Both groups took a long time to swallow. The OPT + PFAT required for patients with ripplet swallowing hesitation to swallow water was not significantly longer than that of patients with stasis swallowing hesitation (median value, 6.4 vs. 17.9 s, P = 0.12). The same was true for jelly (median value, 23.1 s of rippling group vs. 51.0 s of stasis group, P = 0.12). However, the two groups varied in the distribution of lesions. Four of the five patients of the rippling group displayed limited ischemia, particularly in the primary motor cortex. Further, four of the five patients in the stasis group had a larger lesion in the frontal lobe, including the middle frontal gyrus and primary motor cortex. Liberally interpreted, the orbitofrontal cortex, middle and inferior frontal gyrus, insula, and primary motor cortex were involved with a high probability. We briefly present three representative cases below in order to elucidate the relationship between symptoms and responsible lesions.

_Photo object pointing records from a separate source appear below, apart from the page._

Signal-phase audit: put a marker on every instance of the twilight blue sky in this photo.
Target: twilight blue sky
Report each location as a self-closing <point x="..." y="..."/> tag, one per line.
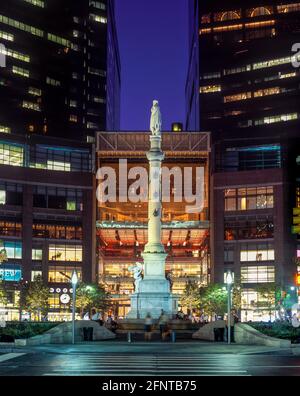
<point x="153" y="39"/>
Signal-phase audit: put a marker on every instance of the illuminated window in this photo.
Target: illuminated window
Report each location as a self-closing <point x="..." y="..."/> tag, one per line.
<point x="238" y="97"/>
<point x="35" y="274"/>
<point x="210" y="89"/>
<point x="260" y="11"/>
<point x="58" y="166"/>
<point x="21" y="26"/>
<point x="20" y="71"/>
<point x="266" y="92"/>
<point x="97" y="4"/>
<point x="34" y="91"/>
<point x="37" y="3"/>
<point x="257" y="252"/>
<point x="6" y="36"/>
<point x="31" y="106"/>
<point x="205" y="19"/>
<point x="288" y="8"/>
<point x="11" y="155"/>
<point x="52" y="81"/>
<point x="2" y="197"/>
<point x="5" y="129"/>
<point x="61" y="274"/>
<point x="265" y="274"/>
<point x="65" y="253"/>
<point x="13" y="249"/>
<point x="229" y="16"/>
<point x="59" y="40"/>
<point x="98" y="18"/>
<point x="73" y="118"/>
<point x="249" y="198"/>
<point x="37" y="254"/>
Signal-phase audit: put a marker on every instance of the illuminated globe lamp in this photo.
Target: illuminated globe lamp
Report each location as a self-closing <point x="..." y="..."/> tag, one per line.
<point x="229" y="282"/>
<point x="74" y="281"/>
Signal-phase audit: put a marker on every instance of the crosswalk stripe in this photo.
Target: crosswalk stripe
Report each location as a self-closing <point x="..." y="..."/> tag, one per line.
<point x="9" y="356"/>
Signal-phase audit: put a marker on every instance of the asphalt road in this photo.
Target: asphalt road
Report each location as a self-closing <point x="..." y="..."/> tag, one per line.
<point x="103" y="364"/>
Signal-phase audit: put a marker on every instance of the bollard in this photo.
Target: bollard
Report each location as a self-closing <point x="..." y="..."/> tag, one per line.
<point x="173" y="336"/>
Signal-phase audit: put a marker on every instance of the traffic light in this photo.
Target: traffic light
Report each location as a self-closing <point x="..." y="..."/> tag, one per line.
<point x="296" y="221"/>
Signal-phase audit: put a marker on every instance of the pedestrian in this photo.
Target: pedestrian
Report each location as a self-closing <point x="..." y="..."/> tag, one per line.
<point x="232" y="319"/>
<point x="163" y="322"/>
<point x="148" y="327"/>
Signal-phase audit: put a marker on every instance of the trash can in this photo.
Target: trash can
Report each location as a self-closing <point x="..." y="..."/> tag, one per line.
<point x="90" y="333"/>
<point x="85" y="333"/>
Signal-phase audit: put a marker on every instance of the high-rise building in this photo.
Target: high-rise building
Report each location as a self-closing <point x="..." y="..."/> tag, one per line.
<point x="247" y="78"/>
<point x="62" y="73"/>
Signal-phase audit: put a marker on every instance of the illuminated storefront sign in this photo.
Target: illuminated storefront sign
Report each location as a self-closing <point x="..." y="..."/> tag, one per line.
<point x="10" y="273"/>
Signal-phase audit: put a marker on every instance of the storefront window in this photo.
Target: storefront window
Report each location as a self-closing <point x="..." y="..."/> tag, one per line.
<point x="264" y="274"/>
<point x="62" y="274"/>
<point x="249" y="199"/>
<point x="65" y="253"/>
<point x="261" y="252"/>
<point x="37" y="254"/>
<point x="11" y="154"/>
<point x="13" y="249"/>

Representative Cases Presentation
Case 1 (Patient 1)
An 84-year-old woman was found lying on the floor with impaired awareness and transported to our hospital by ambulance. At presentation, the neurological examination by a stroke specialist demonstrated slight right-side upper and lower limb palsy, buccofacial apraxia, and motor aphasia. Palatoplegia or deviation of the tongue was not obvious. Sensory disturbance, including of the face and oral cavity, was not obvious. We did not perform a mental test in detail because of motor aphasia. Diffusion-weighted MRI revealed a new localized lesion in the left primary motor cortex (Fig. 1a). On the sixth day after onset, VF demonstrated swallowing hesitation with a typical repetitive rippling movement of the tongue (Video 1). The OPT + PFAT was 6.4 s for water and 12.0 s for jelly. From the day after VF, she started to eat softened food for dysphagia. She maintained adequate oral intake and good swallowing function while in our hospital without any obvious aspiration pneumonia. On the 20th day from onset, she left our hospital and was admitted to another hospital for further rehabilitation.
Case 2 (Patient 8)
A 66-year-old woman who fell suddenly while preparing lunch was taken to an emergency medical center of our hospital by ambulance. At presentation, the neurological examination by a stroke specialist demonstrated complete right-side palsy, apraxia of the right upper extremity, complete right-side anesthesia including the face, and total aphasia. However, sensory disturbance of the oral cavity was not examined. Total aphasia prevented us from evaluating the mental state. Although she displayed right-side facial palsy too, movement of the tongue and palate was not disturbed. Diffusion-weighted MRI revealed an extended left hemisphere lesion including the entire frontal lobe, primary sensory cortex, angular gyrus, and insula (Fig. 1b). On the 22nd day from onset, VF demonstrated swallowing hesitation with a typical pause pattern (Video 2). The OPT + PFAT was 31.8 s for water and 24.2 s for jelly. Despite the extended swallowing time on VF, she took adequate softened food by mouth with assistance. On the 41st day after onset, she was discharged from our hospital to continue further rehabilitation in another hospital.
Case 3 (Patient 17)
A 72-year-old man who suffered from dysarthria on awakening was transferred to our hospital by ambulance. At presentation in the emergency room, the neurological examination by a stroke specialist demonstrated severe buccofacial apraxia, ideomotor apraxia, marked dyspraxia of the right upper extremity, and total aphasia. Sensory disturbance of the right side of the body, including oral cavity and face, was not apparent. We could not evaluate his mental state due to his total aphasia. No motor palsy was obvious, including the tongue and palate. Diffusion-weighted MRI revealed a relatively broad infarction including the orbitofrontal cortex, inferior frontal gyrus, and insula in the left cerebral hemisphere; however, a large part of the middle frontal gyrus and primary motor cortex was spared (Fig. 1c). He started feeding by himself on the third day after onset. On the 10th day after onset, VF did not detect any swallowing hesitation. On the 17th day after onset, he left our hospital and went home.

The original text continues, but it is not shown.